What is the best American-made sneaker?

New Balance’s Made in USA line is the best mainstream choice — the 990v6 and 990v5, plus the heritage 992 and 993, are built in the company’s Maine and Massachusetts factories. For a true American-made athletic sneaker, it is effectively the only widely available option.

Is New Balance really made in the USA?

Its Made in USA line genuinely is assembled in U.S. factories, but “Made in USA” here means roughly 70 percent domestic value, not 100 percent — some materials are still sourced abroad. That falls short of the FTC’s strict “all or virtually all” standard and has drawn scrutiny, so it is real but not absolute.

What does “Made in USA” actually mean for shoes?

Legally, an unqualified “Made in USA” claim requires a product to be “all or virtually all” made in America. Footwear rarely clears that, so brands like New Balance use a domestic-value threshold (about 70 percent). It means most of the value and assembly is American, not that every component is.

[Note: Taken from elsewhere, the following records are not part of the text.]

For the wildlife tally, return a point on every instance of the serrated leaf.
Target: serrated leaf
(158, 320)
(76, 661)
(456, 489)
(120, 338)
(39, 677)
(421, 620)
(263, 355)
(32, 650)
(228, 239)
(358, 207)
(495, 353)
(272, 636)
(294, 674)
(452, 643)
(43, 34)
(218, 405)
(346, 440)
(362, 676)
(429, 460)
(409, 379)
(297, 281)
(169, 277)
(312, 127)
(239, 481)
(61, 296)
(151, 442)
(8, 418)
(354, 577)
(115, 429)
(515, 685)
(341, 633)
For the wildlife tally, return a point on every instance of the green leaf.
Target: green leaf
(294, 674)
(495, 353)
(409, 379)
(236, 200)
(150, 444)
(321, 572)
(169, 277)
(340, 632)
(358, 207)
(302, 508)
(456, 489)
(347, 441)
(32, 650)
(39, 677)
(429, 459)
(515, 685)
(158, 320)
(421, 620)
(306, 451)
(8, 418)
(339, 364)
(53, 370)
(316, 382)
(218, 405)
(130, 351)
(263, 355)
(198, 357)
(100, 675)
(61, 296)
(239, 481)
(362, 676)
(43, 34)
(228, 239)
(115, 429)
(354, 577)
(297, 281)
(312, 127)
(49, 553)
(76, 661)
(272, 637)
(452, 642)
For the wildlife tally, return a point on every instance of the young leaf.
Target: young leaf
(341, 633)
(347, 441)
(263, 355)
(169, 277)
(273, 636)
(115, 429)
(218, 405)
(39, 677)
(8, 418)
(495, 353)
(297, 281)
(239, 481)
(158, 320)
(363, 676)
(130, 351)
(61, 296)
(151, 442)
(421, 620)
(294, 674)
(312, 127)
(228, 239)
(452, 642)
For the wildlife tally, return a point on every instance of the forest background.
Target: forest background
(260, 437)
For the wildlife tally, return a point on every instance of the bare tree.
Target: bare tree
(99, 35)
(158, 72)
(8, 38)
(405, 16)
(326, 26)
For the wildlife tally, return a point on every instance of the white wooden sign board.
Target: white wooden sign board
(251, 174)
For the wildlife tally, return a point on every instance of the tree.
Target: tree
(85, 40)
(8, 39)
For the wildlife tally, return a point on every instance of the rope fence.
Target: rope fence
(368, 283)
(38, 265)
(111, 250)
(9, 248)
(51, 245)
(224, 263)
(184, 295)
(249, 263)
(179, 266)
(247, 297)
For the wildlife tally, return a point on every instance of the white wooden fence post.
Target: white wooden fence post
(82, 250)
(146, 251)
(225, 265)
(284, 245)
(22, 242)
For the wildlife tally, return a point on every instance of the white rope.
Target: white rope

Are any Nike shoes made in the USA?

No. Nike is an American company but makes essentially none of its shoes in the United States — mostly Vietnam, Indonesia and China. If you want an American-made alternative to a Nike, a New Balance Made in USA model is the closest genuine swap.

Which New Balance models are made in the USA?

The confirmed USA-built models are the 990 series (notably 990v5 and 990v6), the 992 and the 993. Watch out: the 991 is made in the UK and the standard 2002R is made overseas, so always check the specific listing for the “Made in USA” label.

Why are American-made sneakers so expensive?

Because U.S. labor and materials cost more than overseas manufacturing. You are paying a premium to support domestic production, not for a shoe that necessarily performs better. If made-in-America is your reason for buying, that premium is the point; if not, an imported pair offers the same performance for less.